One of the most prominent Mohawks associated with Deseronto was Dr Oronhyatekha (1841-1907), originally from the Six Nations Reserve near Brantford. He studied at the University of Oxford for a while and trained to become a doctor at the University of Toronto in 1867. He became involved in the Independent Order of Foresters and successfully transformed the finances of the organization. Oronhyatekha married Ellen Hill, a Mohawk from Tyendinaga Reserve. They had a house in Tyendinaga and the doctor also built properties on Foresters’ Island, which is situated in the Bay of Quinte, opposite Deseronto. These included ‘The Wigwam’, his elaborate summer residence; a hotel, and pleasure grounds. The postcard below shows the orphanage on the Island which Oronhyatekha constructed for the Foresters’ Order, and which operated from 1906 to 1907.

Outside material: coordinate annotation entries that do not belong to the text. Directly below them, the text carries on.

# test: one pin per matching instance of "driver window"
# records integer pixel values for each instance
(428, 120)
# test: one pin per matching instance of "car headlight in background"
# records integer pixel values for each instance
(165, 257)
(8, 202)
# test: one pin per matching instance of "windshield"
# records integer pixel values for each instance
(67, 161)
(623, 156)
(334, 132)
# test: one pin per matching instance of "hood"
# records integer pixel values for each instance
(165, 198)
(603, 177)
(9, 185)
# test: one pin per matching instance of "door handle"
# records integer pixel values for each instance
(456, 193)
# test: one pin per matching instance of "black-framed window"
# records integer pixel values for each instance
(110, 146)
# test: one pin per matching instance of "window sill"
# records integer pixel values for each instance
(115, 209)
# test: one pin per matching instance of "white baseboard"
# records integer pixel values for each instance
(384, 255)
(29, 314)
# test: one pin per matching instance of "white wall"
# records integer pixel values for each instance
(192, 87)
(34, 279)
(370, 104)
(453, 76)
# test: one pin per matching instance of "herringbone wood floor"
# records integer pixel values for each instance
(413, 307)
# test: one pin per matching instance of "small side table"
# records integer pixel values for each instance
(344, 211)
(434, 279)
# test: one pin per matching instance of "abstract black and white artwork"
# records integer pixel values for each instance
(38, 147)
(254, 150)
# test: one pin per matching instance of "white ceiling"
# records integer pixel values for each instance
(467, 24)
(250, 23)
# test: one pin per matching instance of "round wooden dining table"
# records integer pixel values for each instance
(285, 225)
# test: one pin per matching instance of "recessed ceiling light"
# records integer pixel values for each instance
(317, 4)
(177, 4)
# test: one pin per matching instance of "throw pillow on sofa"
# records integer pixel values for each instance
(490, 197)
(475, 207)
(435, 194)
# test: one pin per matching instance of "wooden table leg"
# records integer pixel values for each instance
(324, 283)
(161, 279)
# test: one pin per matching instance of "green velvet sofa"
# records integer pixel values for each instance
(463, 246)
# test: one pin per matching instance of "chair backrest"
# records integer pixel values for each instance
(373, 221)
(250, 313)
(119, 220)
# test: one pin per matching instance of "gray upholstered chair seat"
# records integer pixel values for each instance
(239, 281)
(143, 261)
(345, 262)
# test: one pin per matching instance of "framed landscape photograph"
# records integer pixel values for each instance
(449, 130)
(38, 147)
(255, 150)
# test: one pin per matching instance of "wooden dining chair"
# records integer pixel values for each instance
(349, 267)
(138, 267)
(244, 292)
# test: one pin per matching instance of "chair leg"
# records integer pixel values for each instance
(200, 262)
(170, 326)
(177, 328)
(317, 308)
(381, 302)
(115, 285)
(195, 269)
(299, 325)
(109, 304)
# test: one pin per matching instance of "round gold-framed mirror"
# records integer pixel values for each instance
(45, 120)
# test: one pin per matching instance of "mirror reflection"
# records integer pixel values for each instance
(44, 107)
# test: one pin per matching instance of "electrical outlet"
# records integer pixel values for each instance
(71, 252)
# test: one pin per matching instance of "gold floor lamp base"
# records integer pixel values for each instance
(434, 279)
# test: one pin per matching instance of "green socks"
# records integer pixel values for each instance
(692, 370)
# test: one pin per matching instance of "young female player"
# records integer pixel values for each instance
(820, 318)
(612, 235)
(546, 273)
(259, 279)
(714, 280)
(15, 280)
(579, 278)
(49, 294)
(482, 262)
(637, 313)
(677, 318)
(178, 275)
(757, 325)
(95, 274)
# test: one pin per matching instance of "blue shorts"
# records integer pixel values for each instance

Imperial Order of Foresters’ orphanage
[Postcard loaned for scanning by R.N. Goodfellow]
Oronhyatekha’s fame overshadows history’s awareness of his Mohawk colleague, Kenwendeshon, who was born in Tyendinaga on April 8th, 1855, the son of Cornelius Maracle and Nancy Hill (a great-granddaughter of Deserontoyon). We have recently been in contact with a descendant of Kenwendeshon, who has been gathering information about his ancestor from a variety of sources, including the Kanhiote Library and the Legacy Center of Drexel University College of Medicine. He has kindly agreed to let us share the information he has obtained, to allow us cast some more light on this man, the first of the Mohawks of the Bay of Quinte to graduate from a university.
Kenwendeshon (also known as John C. Maracle) trained as a physician at the Eclectic Medical College of Pennsylvania and American University of Philadelphia (which has an intriguing history of its own), graduating in 1878. One of the items in the possession of Kenwendeshon’s descendant is a 1953 letter from the London Public Library which refers to a diary entry about an incident in 1874, when Kenwendeshon helped to turn the tide of a smallpox epidemic at the Moravian Indian mission at Fairfield (Moraviantown). The date is interesting, as he would only have been 18 at the time, and presumably unqualified: perhaps his association with Oronhyatekha began before he went to Philadelphia. Oronhyatekha had moved from Tyendinaga to London to begin a new practice in 1874, so may well have met the Maracles when he had been working in this area.
UPDATE, 25 May: Professor Michelle A. Hamilton of the University of Western Ontario has informed us that the epidemic was actually in 1879 and that Kenwendeshon left his practice in Syracuse, New York when Oronhyatekha asked for his assistance. Professor Hamilton also provided us with links to a file of digitized correspondence with the Indian Branch of the Department of the Interior held at Library and Archives Canada which details the response to the epidemic. Here is an example of the correspondence: a request from the Chief of the Moravian Indians to allow Dr Oronhyatekha to establish a temporary hospital “to isolate our small pox cases we have had four deaths six other cases local physicians refuse to come on the reserve”.

Telegram from Chief Stonefish, 21 May, 1879
A report from Oronhyatekha in this correspondence explains the circumstances of Kenwendeshon’s appointment:
…I have also employed a young physician who was formerly a student in my office & who himself has had the small pox to proceed to the reserve and be in constant attendance and to personally supervise the disinfecting of the clothing and houses of those Indians who have had the small pox.
[Professor Hamilton is currently co-writing a biography of Dr. Oronhyatekha with Keith Jamieson. This is going to be published by Dundurn Press in 2014.]
On November 20th, 1879 Kenwendeshon married Julia Hill Thompson in London and the couple had two children: Lillian, born in London in November 1880, and John Albert (Bert), born in Roscommon, Michigan, in August 1882. A note written in 1953 by Bert (reproduced below), suggests that Kenwendeshon worked with Oronhyatekha in London and Stratford before moving to Roscommon.

Note by Bert Maracle about Dr. Kenwendeshon
According to this note, Julia died in Roscommon when Bert was 14 months old (late 1884). We have not been able to track down a death record for her, but the two children were subsequently adopted into two different families, 400 kilometers apart. Lillian went to live with her mother’s two unmarried older sisters, Caroline and Georgina, and her grandmother, Henrietta Thompson, who lived in Queen’s Avenue, London, Ontario. Her brother, Bert, went back to Tyendinaga to live with his aunt, Susan in the household of his grandfather, Cornelius.
Kenwendeshon appears to have continued to working as a doctor in Michigan: in Roscommon and, later, in Beaverton. He died in Beaverton on September 22, 1899 at the age of 44 and was buried at Christ Church in Tyendinaga. His mentor, Oronhyatekha, died eight years later.